Why is a parameter pack allowed after default arguments?

Question

Maybe I'm missing something obvious, but the following compiles and runs, and I'm not sure why. I am aware of this, but in the example below the position of the parameter pack and the default argument are reversed. Doesn't it violate the rule that default arguments have to appear last? The parameter pack cannot have a default value.

#include <iostream>
#include <string>
#include <tuple>

template<typename ... Ts>
struct Test
{
    int i;
    std::string str;

    Test(int _i = 0, Ts&& ... _ts)
        :
          i(_i),
          str(std::get<0>(std::forward_as_tuple(std::forward<Ts>(_ts)...)))
    {}
};

int main()
{
    Test<std::string> t(1, "huh??");
    std::cout << "t.i = " << t.i << ", t.str = " << t.str << "\n";

    return 0;
}

This produces

t.i = 1, t.str = huh??

Answer 1

From 8.3.6 ([dcl.fct.default])/4:

For non-template functions, default arguments can be added in later declarations of a function in the same scope. Declarations in different scopes have completely distinct sets of default arguments. That is, declarations in inner scopes do not acquire default arguments from declarations in outer scopes, and vice versa. In a given function declaration, each parameter subsequent to a parameter with a default argument shall have a default argument supplied in this or a previous declaration or shall be a function parameter pack. A default argument shall not be redefined by a later declaration (not even to the same value). [ Example:

void g(int = 0, ...); // OK, ellipsis is not a parameter. So it can follow a parameter with a default argument 

Answer 2

As an addition to the great answer by rsp, it's also worth noting that this behavior makes logical sense. Non-default, non-parameter-pack arguments cannot follow a default argument without resulting the in the requirement that the default argument has to be specified--in which case it is no longer a default argument.

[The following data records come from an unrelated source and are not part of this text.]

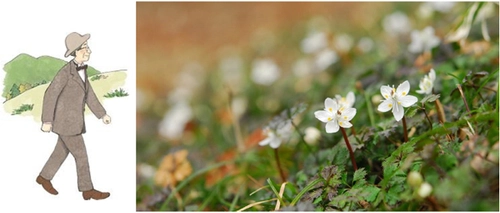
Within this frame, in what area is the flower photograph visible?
[136,2,499,212]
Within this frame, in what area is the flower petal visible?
[314,110,332,123]
[325,121,339,133]
[392,104,405,121]
[377,99,394,112]
[398,95,418,107]
[340,108,356,121]
[380,86,392,99]
[259,137,272,146]
[269,138,281,149]
[429,69,436,82]
[396,80,410,96]
[339,121,352,128]
[325,98,338,113]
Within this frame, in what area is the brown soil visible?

For example, if the following were allowed:

void example(int x=0, int y); 

The non-default second argument would mean a call to function would need to be structured example(1, 2); as the first parameter cannot be defaulted. This is not the case for an empty parameter pack. Consider the following function:

template <typename... T> void example(int x = 0, T&&... t); 

In this case it is still possible to default x by calling example();

Answer 3

The why of it is simple. Effectively parameter packs always have a default: Parameter packs can be empty, so that won't contradict the concept that missing defaults must be the last arguments.